Surely he’d heard Livvie wrong. Surely with the casualness of that deliverance, his mind had simply twisted whatever she’d said.
And then blood went roaring through his ears.
Malcom exploded to his feet and bolted from the library, cursing the endless, winding corridors. Slightly out of breath from fear and his exertions, he reached the stairs and took them two at a time. The moment his feet hit the landing, he took off running once more, skidding to a halt outside Verity’s room.
Breathing hard, he pressed the handle, and let himself in. And then he found her.
Or more specifically ...
Them. Malcom found them.
Based on the ominous pronouncement Livvie had dropped, during his endless streak to this very moment, Malcom had conjured all the worst imaginings.

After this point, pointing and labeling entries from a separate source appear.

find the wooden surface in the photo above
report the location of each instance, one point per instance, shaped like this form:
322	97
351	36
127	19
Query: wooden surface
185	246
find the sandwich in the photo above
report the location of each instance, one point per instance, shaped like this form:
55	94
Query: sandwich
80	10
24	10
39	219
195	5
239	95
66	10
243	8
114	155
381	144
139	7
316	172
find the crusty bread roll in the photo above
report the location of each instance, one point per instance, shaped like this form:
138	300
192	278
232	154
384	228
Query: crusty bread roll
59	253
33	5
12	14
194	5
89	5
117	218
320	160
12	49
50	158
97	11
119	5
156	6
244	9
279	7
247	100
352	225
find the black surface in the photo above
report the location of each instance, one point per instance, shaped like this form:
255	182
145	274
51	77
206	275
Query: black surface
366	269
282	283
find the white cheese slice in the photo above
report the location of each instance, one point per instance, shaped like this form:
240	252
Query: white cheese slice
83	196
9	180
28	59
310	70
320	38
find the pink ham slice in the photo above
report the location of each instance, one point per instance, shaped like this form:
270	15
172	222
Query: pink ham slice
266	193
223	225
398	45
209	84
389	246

Verity: Unconscious. Bleeding. Broken.
Of all the sights he’d expected after his talk with Livvie, this had not been it. Verity perched at the left side of the mattress with her back to him; she had Bram and Fowler before her. The old toshers sat in two delicate, scrolled armchairs like dutiful pups, albeit enormous pups that tested the constraints of that seating. “I told you, it’s an absolute cure-all,” Verity was saying, wholly engrossed in whatever latest apothecary sat next to her bed. Their hands outstretched and dunked in bowls of water, the trio remained focused on whatever it was they were doing. “You’ll want to do this several times a day. It will soften them.”
“Ain’t nothing wrong with a callus.” Fowler grunted.
“There is when they break and then you get dirt in them, and well, it’s no different from getting dirt in an open wound.”
Malcom lingered at the entrance.
Mayhap it was relief so strong that managed to stir an even more unfamiliar sentiment—mirth.
And he didn’t know whether to be relieved or irate with the young woman who’d sent him—
Verity glanced over her shoulder. “Oh, hullo,” she greeted.
And the floor fell out from under him.
Since he’d taken his leave of her that morn, a round knot had formed at the right side of her forehead. A vicious knob, a product of a blow.
The air hissed between his teeth.
“Get out.”
Stiffening, Verity shoved to her feet. “I’ll not.”
“Not you, madam,” he ground out.
Those enormous eyes blinked. “Oh, uh ... well, because I was going to say I’ll not be ordered about.”
Fowler and Bram exchanged a look, and then simultaneously jumped up. The pair of toshers shuffled guiltily over to the door and made their exit.
Good. They should feel guilty, the blighters.
Malcom fixed on that outrage to keep from descending into panic. She was all right. She was ... sporting an enormous bruise, which according to her sister, was the product of an attack.
And where was I? Diving into sewers, fishing out treasure I don’t need.Wealth that other people in the dire circumstances he’d once found himself in desperately needed.